If we were calculate T, a temperature, you would be right to assume that we should take this into account. However, we are calculating ΔT. Notice that (x1 + 273) - (x2 + 273) is in fact equal to (x1) - (x2). In other words, the extra "273" in the Kelvin scale is canceled out and the only bit of importance is the actual difference in temperature.

It is worth noting that this would not work for the Fahrenheit scale since each unit in it is smaller.

Hope this helps.
• Can the value of a substance's heat capacity also mean if the temperature of the object decreases by 1º C or 1 K, that amount of heat is transferred to the surroundings? For example, if 1 gram of water decreases its temperature from 15.5ºC to 14.5ºC, does it mean 4.18 J of energy is released in the surroundings?

Also, I'm still having trouble understanding why the heat capacity can exchange ºC or K for the units of temperature. Why is it that a change in degree Celsius is the same as a change in Kelvin (isn't the change scaled by 273 K for 0ºC)?
• Yeah your first assumption is correct. If you work out the math then the heat associated with a negative change in temperature gives the heat a negative sign. It'll have the same magnitude as the same increase in temperature, just different signs. So yeah it can be thought of as the amount of energy required to raise the temperature, and also the amount of energy lost by a decrease in temperature.

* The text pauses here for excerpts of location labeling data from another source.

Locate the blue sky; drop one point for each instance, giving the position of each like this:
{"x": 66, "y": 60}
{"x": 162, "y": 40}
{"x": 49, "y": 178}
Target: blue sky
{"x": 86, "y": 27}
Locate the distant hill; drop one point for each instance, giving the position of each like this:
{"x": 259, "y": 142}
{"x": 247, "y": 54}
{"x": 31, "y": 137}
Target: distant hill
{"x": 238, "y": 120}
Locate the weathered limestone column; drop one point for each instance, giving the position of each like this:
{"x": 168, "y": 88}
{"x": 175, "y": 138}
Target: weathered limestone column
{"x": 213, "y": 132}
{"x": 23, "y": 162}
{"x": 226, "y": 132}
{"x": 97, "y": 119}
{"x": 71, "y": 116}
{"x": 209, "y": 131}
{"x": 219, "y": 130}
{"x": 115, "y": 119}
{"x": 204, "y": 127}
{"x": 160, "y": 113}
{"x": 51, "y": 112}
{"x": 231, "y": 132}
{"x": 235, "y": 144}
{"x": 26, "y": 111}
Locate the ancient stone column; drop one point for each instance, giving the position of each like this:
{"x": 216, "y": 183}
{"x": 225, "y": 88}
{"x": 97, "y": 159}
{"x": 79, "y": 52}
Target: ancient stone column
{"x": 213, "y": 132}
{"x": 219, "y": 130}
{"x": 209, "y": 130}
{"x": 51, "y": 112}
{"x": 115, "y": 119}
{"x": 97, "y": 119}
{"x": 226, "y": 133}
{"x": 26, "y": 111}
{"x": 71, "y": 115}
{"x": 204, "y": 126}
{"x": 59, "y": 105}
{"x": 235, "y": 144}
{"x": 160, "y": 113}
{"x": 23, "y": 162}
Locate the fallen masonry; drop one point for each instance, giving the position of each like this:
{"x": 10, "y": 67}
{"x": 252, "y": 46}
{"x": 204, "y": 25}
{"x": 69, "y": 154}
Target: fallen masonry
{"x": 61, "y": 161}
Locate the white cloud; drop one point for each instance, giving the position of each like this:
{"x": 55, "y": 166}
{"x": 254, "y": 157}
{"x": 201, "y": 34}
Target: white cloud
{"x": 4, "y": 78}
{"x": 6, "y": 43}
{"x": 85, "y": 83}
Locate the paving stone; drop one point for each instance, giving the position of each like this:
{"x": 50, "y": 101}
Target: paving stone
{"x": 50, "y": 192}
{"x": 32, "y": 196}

For the second question, we can exchange the temperature part of heat capacity's unit because the equation, Q = (M)(C)(ΔT), uses the change in temperature as opposed to a single temperature value. If we're using a single temperature, then it does matter which temperature scale and unit we're using. However here with a change in temperature it doesn't matter since the Celsius and Kelvin scales are defined such that a change in one scale is equivalent to the other. Mathematically you can imagine this as the two scales being lines having the same slopes, only differing in their y-intercepts. So since a change in Celsius is the same as a change in Kelvin, we can use either unit.

For example, individual temperatures like 25°C or 28°C are different from 298K and 301K, but the ΔT is the same for both scales (°C: 28-25 = 3 and K: 301-298 = 3).

Hope that helps.
• @ in the video he just says "when we do the math" and doesn't really go into or explain the math, i dont understand how from: 1.0*10^2=10.0g(0.90J/g-K) could produce the value 11 for the change in temperature.
• It’s an algebra problem where we’re solving for ΔT in the heat capacity equation.

So, q = mCΔT, given equation
q/(mC) = ΔT, divide by m and C for both sides of the equation. So ΔT is solved for then we substitute the values in to get a numerical answer.

(1.0 x 10^(2))/(10.0*0.90) = 11.111… or 11 when rounded for sig figs.

Hope that helps.
• Shouldn't the change in mass also be taken into account when calculating heat capacity?
• the equation assumes that mass is constant. We're calculating the amount of energy it takes to change the temperature of a given and constant mass.
(1 vote)
• in our book waters specific heat is written as 4200.0jper kg kelvin but here it is 4.18jper gram Celsius can somebody explain why?